Les deux genres, bien que ne datant pas d’hier donc, cartonnent. Auprès de différents publics et tant au cinéma ( Hunger Games, L’Armée des douze singes, Inglourious Basterds, Retour vers le futur, Terminator, Jean-Philippe, Blade Runner, Matrix…), qu’au fil de pages et de pages. Ils inventent des mondes alternatifs au nôtre. Peut-être visionnaires (lorsqu’il est question de dystopies) mais pour autant totalement imaginaires. 100 % fictifs. Ce qui les relie à l’utopie, cette construction ou ce projet d’un idéal inaccessible, chimérique même. L’utopie est ainsi un non-lieu sublime, parfait, un impossible rêve, là où la dystopie est un non-lieu détestable, un cauchemar, et où l’uchronie est un non-temps, réjouissant ou non, mais forcément inenvisageable.

Berlusconi, précurseur de la trumpisation des idées et des pratiques politiques, donc de la société, désormais ultime bouclier contre la barbarie…

Dans ces trois cas, c’est l’alternative à notre réalité qui attire. Et qui est censée agiter le cortex du lecteur ou du spectateur. A activer ses neurones. A le faire réfléchir. Sur ce que nous vivons, collectivement, sur ce à quoi ça pourrait bien aboutir, et il faut espérer que nous n’y arrivions jamais, sur ce qui aurait pu advenir si les choses s’étaient mises autrement et sur ce qui pourrait survenir de formidable.

A lire Le Vif/L’Express de cette semaine, on constate combien utopies, dystopies et uchronies peuplent aussi ce qu’on réduit au terme  » actualité « . Ainsi, un multimillionnaire belge veut créer à très court terme un nouveau pays, sur un vrai territoire, où il n’y aurait pas d’Etat, pas de gouvernement, pas de taxes, pas d’organismes intermédiaires entre les citoyens et où tout se réglerait en monnaie virtuelle.  » Utopie.  »

En Italie, si Matteo Renzi, il y a un peu plus d’un an, n’avait pas échoué au référendum qu’il avait lui-même appelé de tous ses voeux, ou s’il ne l’avait carrément pas du tout organisé, pas certain que cet illustre pays d’Europe, qui oscille entre si vaste culture et si grande vulgarité, aurait si vite et si sûrement permis que, ce week-end, populistes et extrémistes de droite se disputent le pouvoir, renouant ainsi avec ses vieux démons.  » Uchronie.  »

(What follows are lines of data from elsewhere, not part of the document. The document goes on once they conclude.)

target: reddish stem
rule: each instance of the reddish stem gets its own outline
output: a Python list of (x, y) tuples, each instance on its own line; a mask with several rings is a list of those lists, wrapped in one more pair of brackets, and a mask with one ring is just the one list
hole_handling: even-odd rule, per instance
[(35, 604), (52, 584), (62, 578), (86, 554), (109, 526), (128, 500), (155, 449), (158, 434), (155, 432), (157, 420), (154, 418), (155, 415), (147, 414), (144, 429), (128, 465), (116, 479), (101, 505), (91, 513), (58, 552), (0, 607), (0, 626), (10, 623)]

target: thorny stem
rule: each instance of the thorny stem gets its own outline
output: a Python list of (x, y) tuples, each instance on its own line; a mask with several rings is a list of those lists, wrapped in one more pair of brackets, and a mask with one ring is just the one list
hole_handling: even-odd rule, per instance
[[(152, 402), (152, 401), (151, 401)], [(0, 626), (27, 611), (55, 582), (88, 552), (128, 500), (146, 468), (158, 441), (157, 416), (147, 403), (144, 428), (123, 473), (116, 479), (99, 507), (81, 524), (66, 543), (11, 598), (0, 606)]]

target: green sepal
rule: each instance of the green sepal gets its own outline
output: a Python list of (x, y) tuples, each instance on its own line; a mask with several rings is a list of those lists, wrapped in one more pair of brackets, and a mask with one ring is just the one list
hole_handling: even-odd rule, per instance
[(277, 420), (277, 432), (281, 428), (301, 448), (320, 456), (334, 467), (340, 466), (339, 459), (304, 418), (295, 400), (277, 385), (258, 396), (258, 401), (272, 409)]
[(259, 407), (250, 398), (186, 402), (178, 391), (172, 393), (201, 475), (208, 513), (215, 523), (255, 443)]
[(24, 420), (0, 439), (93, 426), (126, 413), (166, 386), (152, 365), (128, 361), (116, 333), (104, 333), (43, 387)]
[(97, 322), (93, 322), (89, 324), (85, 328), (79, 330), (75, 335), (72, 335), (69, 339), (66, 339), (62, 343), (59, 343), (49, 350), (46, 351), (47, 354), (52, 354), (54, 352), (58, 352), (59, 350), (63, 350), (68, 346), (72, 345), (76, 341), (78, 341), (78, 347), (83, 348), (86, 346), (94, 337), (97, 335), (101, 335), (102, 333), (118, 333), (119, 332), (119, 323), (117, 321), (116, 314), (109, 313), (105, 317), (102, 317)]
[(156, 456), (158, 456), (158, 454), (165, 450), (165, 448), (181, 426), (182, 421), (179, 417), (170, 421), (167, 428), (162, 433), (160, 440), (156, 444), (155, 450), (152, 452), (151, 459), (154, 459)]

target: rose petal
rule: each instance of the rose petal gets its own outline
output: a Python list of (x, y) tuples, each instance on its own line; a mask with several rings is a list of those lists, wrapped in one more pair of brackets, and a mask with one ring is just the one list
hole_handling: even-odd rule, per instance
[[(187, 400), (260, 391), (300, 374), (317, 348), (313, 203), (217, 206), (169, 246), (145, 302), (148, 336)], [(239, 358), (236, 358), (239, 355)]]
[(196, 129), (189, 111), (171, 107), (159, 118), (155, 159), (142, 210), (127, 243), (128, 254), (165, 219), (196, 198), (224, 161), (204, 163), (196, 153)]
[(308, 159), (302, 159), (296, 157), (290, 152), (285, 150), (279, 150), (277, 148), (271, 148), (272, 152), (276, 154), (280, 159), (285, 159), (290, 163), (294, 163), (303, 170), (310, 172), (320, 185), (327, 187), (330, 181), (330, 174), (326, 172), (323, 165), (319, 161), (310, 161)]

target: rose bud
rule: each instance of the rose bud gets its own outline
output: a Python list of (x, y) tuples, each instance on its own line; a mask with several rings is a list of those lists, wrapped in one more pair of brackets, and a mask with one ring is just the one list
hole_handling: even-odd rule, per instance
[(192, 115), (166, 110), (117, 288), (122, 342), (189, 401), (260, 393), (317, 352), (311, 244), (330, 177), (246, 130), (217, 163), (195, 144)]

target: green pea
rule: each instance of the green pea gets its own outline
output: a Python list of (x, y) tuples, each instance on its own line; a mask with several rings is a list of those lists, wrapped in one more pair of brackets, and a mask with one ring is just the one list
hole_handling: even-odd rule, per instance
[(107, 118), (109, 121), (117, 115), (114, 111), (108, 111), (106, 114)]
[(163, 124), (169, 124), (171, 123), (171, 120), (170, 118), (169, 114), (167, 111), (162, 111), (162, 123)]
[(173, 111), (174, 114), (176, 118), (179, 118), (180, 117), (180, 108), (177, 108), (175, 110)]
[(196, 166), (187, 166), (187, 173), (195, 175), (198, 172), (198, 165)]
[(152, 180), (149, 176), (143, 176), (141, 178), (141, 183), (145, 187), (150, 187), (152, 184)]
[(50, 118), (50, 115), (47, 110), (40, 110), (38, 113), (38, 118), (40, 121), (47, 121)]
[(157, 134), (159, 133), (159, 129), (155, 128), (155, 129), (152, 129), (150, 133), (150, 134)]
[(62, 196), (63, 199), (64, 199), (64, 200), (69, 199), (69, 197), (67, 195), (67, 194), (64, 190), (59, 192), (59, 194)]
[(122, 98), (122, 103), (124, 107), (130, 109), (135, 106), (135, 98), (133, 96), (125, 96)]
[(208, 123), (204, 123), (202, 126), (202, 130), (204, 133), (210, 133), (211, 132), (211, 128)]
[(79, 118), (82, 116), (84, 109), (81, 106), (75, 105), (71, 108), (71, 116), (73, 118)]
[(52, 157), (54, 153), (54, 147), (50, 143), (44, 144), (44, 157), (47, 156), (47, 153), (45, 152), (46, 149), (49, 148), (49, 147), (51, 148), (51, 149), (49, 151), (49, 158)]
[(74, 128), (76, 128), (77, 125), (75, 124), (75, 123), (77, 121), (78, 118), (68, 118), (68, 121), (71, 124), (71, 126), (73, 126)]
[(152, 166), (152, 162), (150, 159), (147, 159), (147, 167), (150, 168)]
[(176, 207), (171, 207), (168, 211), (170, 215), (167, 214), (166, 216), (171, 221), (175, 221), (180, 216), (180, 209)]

Mais, Silvio Berlusconi, précurseur de la trumpisation des idées et des pratiques politiques, donc de la société, désormais ultime bouclier contre la barbarie… Imaginez ce gouvernement, qu’il dirigerait en coulisses (il est inéligible), avec les xénophobes de la Ligue du Nord et les post-néofascistes de Fratelli d’Italia… Avec, tout autour, depuis tant de pays voisins, tous ces miradors et ces barbelés aux frontières. Et ces minarets et ces synagogues toujours plus pris pour cibles…  » Dystopie.  »

Preuves que la réalité dépasse souvent la fiction. Particulièrement ces temps-ci.